Repeatability of the measured T1 values is an important determinant of their clinical utility. Excellent inter-/intra-observer agreement of native T1 value measurements were observed in the liver, kidneys, and other solid tissues [19,21,22,28]. However, in our study, moderate intra-observer agreement was observed for the a native T1 value, which was lower than that of the normalized MTR. One possible reason might be that the previous studies performed T1 mapping using an inversion-recovery-based sequence, which has excellent precision and is highly reproducible [29], while we chose a dual flip-angle 3D gradient-echo sequence, which has a relatively lower spatial resolution despite the faster scanning speed. Additionally, the bowel is likely to be more sensitive, with artifacts based on its relatively limited thickness and motion problems. However, with the development of MR technology, the increasing temporal resolution will work this problem out. Thus, application T1 mapping to clinical assessment of CD is within our reach.

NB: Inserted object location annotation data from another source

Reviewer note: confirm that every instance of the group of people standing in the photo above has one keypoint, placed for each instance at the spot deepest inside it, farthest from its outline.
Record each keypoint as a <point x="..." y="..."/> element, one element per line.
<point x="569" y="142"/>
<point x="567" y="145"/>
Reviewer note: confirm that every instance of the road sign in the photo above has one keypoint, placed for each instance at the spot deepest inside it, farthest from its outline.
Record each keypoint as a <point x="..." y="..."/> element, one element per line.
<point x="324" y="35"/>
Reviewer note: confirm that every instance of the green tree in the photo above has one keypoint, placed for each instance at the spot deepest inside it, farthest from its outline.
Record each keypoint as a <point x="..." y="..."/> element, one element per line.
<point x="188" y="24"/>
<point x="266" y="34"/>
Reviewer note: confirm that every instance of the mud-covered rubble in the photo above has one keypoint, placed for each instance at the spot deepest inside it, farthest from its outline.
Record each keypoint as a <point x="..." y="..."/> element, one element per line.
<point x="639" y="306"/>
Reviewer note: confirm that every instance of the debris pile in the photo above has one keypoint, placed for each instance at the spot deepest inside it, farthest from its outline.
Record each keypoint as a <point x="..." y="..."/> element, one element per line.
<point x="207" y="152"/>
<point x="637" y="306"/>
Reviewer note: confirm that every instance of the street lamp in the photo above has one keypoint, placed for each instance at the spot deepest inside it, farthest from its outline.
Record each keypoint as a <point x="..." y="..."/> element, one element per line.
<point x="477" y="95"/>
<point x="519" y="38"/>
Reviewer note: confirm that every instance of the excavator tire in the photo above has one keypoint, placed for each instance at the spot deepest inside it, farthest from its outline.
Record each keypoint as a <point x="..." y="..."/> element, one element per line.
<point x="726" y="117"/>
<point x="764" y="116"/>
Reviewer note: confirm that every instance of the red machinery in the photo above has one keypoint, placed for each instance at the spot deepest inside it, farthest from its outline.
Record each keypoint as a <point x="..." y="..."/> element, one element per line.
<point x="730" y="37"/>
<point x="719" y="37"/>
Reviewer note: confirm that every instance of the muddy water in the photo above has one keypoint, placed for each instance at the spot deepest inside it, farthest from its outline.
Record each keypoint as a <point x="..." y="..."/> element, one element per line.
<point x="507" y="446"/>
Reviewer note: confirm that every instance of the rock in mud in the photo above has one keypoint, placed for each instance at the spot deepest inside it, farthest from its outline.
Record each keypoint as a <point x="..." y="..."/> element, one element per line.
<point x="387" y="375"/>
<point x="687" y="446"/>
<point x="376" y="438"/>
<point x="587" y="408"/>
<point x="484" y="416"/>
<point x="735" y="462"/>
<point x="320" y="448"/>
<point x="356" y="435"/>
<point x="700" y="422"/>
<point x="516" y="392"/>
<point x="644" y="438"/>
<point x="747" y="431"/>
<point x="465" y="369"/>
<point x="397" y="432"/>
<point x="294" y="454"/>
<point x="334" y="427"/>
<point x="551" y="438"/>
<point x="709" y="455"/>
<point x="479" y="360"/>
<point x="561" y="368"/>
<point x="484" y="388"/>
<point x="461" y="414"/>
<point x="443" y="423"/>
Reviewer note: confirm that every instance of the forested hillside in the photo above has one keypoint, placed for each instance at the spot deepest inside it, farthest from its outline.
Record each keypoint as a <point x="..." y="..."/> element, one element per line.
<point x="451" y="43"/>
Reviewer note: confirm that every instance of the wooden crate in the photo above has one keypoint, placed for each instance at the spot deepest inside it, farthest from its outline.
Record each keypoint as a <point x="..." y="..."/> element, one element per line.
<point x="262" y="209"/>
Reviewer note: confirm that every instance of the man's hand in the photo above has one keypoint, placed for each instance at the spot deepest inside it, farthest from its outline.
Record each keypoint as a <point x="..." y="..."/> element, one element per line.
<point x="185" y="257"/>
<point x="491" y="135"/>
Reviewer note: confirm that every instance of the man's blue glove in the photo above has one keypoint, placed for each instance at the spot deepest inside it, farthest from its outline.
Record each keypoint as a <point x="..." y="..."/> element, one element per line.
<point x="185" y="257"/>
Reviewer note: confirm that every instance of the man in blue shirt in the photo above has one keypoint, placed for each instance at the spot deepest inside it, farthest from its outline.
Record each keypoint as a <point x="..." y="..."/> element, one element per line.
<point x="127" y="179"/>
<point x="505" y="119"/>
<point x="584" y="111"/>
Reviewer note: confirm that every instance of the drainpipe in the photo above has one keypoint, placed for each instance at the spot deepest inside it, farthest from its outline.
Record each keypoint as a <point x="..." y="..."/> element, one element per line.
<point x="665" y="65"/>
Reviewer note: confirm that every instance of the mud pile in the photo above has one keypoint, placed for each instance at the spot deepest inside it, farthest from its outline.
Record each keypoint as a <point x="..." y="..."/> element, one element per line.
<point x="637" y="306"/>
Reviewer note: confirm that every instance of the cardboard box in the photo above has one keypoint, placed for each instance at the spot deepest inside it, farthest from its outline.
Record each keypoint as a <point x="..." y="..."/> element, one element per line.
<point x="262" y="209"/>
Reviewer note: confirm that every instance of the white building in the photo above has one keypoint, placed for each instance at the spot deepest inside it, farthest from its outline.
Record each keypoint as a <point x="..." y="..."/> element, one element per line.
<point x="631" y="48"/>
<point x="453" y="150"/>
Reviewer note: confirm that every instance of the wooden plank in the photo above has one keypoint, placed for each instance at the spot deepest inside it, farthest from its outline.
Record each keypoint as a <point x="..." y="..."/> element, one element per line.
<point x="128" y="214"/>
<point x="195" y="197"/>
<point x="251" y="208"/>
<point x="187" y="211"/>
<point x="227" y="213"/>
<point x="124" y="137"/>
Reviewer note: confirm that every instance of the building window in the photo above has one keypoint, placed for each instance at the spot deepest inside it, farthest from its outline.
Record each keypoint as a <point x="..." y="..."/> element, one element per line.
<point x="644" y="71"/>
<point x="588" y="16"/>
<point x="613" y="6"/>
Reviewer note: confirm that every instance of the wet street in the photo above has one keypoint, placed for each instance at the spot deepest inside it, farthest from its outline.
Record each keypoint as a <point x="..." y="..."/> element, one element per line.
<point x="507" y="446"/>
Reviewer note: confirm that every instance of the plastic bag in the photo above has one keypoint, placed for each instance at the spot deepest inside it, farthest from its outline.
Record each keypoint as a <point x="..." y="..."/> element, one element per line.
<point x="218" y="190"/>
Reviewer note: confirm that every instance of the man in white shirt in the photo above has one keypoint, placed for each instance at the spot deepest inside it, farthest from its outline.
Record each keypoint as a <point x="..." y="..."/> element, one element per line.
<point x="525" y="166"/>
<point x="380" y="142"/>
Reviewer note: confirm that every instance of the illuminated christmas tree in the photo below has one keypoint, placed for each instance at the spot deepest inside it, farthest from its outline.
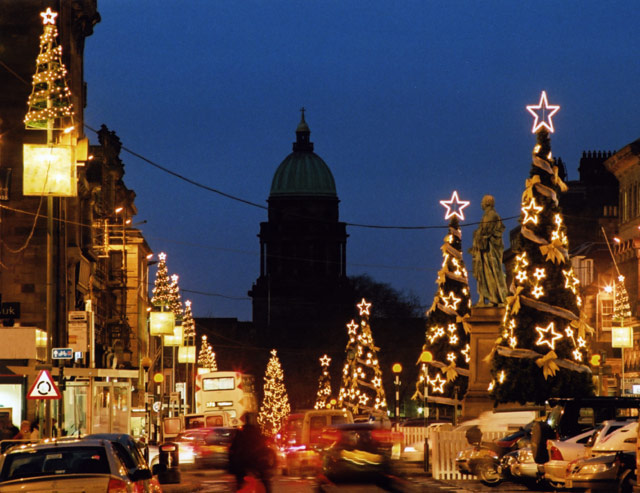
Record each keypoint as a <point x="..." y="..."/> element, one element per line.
<point x="206" y="356"/>
<point x="275" y="408"/>
<point x="621" y="306"/>
<point x="188" y="324"/>
<point x="162" y="287"/>
<point x="324" y="384"/>
<point x="447" y="333"/>
<point x="50" y="99"/>
<point x="361" y="391"/>
<point x="544" y="341"/>
<point x="175" y="299"/>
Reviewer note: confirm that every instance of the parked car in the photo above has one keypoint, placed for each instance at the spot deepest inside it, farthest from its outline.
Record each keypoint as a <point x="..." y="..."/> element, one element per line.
<point x="132" y="456"/>
<point x="301" y="438"/>
<point x="87" y="465"/>
<point x="571" y="416"/>
<point x="358" y="453"/>
<point x="610" y="473"/>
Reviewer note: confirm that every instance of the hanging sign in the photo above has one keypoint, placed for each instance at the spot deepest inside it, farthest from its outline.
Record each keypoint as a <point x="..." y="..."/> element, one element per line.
<point x="43" y="387"/>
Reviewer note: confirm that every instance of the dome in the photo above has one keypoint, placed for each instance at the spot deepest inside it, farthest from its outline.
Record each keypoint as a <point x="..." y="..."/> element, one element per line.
<point x="303" y="172"/>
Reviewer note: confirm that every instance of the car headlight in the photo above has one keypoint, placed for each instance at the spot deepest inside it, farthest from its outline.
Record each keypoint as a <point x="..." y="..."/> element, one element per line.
<point x="595" y="468"/>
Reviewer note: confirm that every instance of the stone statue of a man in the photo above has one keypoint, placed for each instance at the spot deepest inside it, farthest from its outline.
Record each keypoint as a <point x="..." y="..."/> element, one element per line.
<point x="487" y="251"/>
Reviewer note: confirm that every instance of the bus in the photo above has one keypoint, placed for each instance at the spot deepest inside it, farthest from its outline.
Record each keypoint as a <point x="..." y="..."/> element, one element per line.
<point x="229" y="391"/>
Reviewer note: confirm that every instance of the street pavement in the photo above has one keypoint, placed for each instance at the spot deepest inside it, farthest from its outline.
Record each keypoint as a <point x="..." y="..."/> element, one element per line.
<point x="413" y="480"/>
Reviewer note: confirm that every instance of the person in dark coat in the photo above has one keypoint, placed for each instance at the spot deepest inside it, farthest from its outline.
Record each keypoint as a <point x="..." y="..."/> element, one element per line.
<point x="249" y="454"/>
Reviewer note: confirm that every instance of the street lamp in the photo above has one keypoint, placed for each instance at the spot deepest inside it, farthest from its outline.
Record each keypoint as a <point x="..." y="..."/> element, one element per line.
<point x="397" y="369"/>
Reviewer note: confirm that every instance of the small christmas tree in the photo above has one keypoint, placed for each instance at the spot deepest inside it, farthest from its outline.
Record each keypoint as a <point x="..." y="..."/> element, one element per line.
<point x="621" y="306"/>
<point x="361" y="391"/>
<point x="275" y="407"/>
<point x="188" y="324"/>
<point x="206" y="356"/>
<point x="50" y="99"/>
<point x="544" y="341"/>
<point x="447" y="334"/>
<point x="324" y="384"/>
<point x="162" y="287"/>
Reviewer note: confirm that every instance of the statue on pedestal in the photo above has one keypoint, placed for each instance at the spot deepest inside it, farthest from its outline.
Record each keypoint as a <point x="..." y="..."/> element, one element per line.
<point x="487" y="251"/>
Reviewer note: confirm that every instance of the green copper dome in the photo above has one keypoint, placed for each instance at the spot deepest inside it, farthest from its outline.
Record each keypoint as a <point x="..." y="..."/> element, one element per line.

This study had certain limitations. First, in this preliminary study, we included an animal model rather than patients with CD. Ideally, histologic evaluation of bowel fibrosis should be observed using a full-thickness bowel tissue, which is not available except in surgical cases. However, patients with CD who undergo surgery usually have moderate-to-severe fibrosis, which may result in selection bias. Additionally, the ability of T1 mapping in characterizing bowel fibrosis can be more accurately assessed in an animal study because the bowel specimen can be obtained immediately after MR imaging, whereas, in patients with CD, the time interval might be several days or weeks. Nevertheless, the effectiveness of T1 mapping in the diagnosis of intestinal fibrosis needs to be further verified in human studies. Second, due to the unreliable measurements of the MRI parameters on the thin bowel walls of the normal rats, the utility of T1 mapping in a normal bowel needs to be explored in CD patients in the future. Third, B1 field inhomogeneity may have affected the T1 value and MTR in our study. Ideally, a single slice with B1 mapping correction is the best method. However, to make the data acquisition as efficient as possible, we ensured the animals had similar weights and sizes and maintained constant environmental conditions, which would decrease the potential B1 effects, as previously reported [30]. Moreover, with the unique advantages of T1 mapping in the heart and liver, beyond bowel lesions, investigating extra-intestinal complications in such organs of CD using T1 mapping might be an interesting and promising study in the future.

5. Conclusions

Our results supported that the T1 value could be a promising imaging biomarker in grading the fibrosis severity of CD. Native T1 mapping has the potential to assess CD bowel fibrosis but its efficacy in diagnosing the fibrosis severity is not as good as that of MTI, especially in cases of coexisting moderate-to-severe inflammation. A combination of the T1 value and normalized MTR may have a higher efficacy for grading bowel fibrosis in CD.